Anthony averaged 28.5 points in the Eastern Conference semifinals, including a 39-point effort in Game 6 when the Knicks lost 106-99 to the Indiana Pacers. He scored more than twice as many points as any other Knick in the 4-2 series.
"Those guys weren't great players where they were and now theyre asking them to be second and third options," Boeheim said. "In Miami, the second and third options are Dwyane Wade and Chris Bosh. Your fourth option is Ray Allen, who is still in good shape. Your fifth option is Shane Battier, who is still a good player. The New York Knicks have who?"

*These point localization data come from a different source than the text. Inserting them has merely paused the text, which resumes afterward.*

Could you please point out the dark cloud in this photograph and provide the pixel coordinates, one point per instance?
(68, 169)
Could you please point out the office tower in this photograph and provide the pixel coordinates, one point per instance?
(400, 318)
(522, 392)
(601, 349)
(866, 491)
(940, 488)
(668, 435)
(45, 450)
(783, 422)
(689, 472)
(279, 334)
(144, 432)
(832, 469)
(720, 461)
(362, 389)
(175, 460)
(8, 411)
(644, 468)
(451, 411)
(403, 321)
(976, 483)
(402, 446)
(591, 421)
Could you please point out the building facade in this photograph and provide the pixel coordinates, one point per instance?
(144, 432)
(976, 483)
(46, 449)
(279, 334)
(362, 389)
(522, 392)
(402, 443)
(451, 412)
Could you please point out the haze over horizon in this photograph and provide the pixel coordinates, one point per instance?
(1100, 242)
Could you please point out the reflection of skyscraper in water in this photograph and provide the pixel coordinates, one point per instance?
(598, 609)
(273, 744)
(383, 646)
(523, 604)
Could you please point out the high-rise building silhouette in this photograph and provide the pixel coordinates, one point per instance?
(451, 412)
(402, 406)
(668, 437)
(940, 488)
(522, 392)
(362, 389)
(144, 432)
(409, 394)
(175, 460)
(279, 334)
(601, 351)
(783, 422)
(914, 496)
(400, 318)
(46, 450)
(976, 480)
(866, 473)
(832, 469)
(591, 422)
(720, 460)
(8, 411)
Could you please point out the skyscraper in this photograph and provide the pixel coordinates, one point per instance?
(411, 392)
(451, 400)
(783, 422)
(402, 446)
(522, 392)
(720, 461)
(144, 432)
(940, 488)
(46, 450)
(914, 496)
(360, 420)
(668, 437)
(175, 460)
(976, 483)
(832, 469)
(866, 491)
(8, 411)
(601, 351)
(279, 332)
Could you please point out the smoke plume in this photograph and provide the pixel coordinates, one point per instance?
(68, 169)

Well, they have an All-Star in Chandler, who led the league in field goal percentage last season; they have Raymond Felton, one of the best pick-and-roll point guards in the league. They have shooters in Steve Novak, a stretch-four in Chris Copeland, one of the best point guards of all time who won a title as a starter two years ago in Jason Kidd, the Sixth Man of the Year in J.R. Smith, and spot minutes from a still-useful Amar'e Stoudemire.
This Knicks' roster was one of the best Anthony has ever had around him, and it showed in their win total this season.
Boeheim says Anthony had no choice but to go into isolation, because the other players wouldn't catch the ball. But most of that is a knoweldge that the set is being run for Melo to isolate. Because that's what he wants to do. He's always wanted to do that. He's said openly that's where he's comfortable.
That's not hard to establish. Boeheim's protecting his former player, which makes sense, but he's also not criticizing Mike Woodson, who built the system. That's in part because Woodson's system was designed to make Anthony happy. It just doesn't work in a playoff series against a good defense. Anything with that much isolation won't be successful in the modern NBA based on how these teams defend with help.
But throwing the rest of the players under the bus to spare Anthony, who went 2-for-7 in the fourth quarter of Game 6 vs. the Pacers with three turnovers, seems like too much. Anthony wanted the setup he got in New York, the teammates, the system, the spotlight. It didn't work out because Anthony has never learned to expand his game to make teammates better, which would open more opportunities for himself.
In short, the Knicks lost because they were out-coached, out-played, and out-hustled. But they also lost because a team that gave Anthony everything he wanted the way he wanted it was simply too solvable, despite his incredible talent.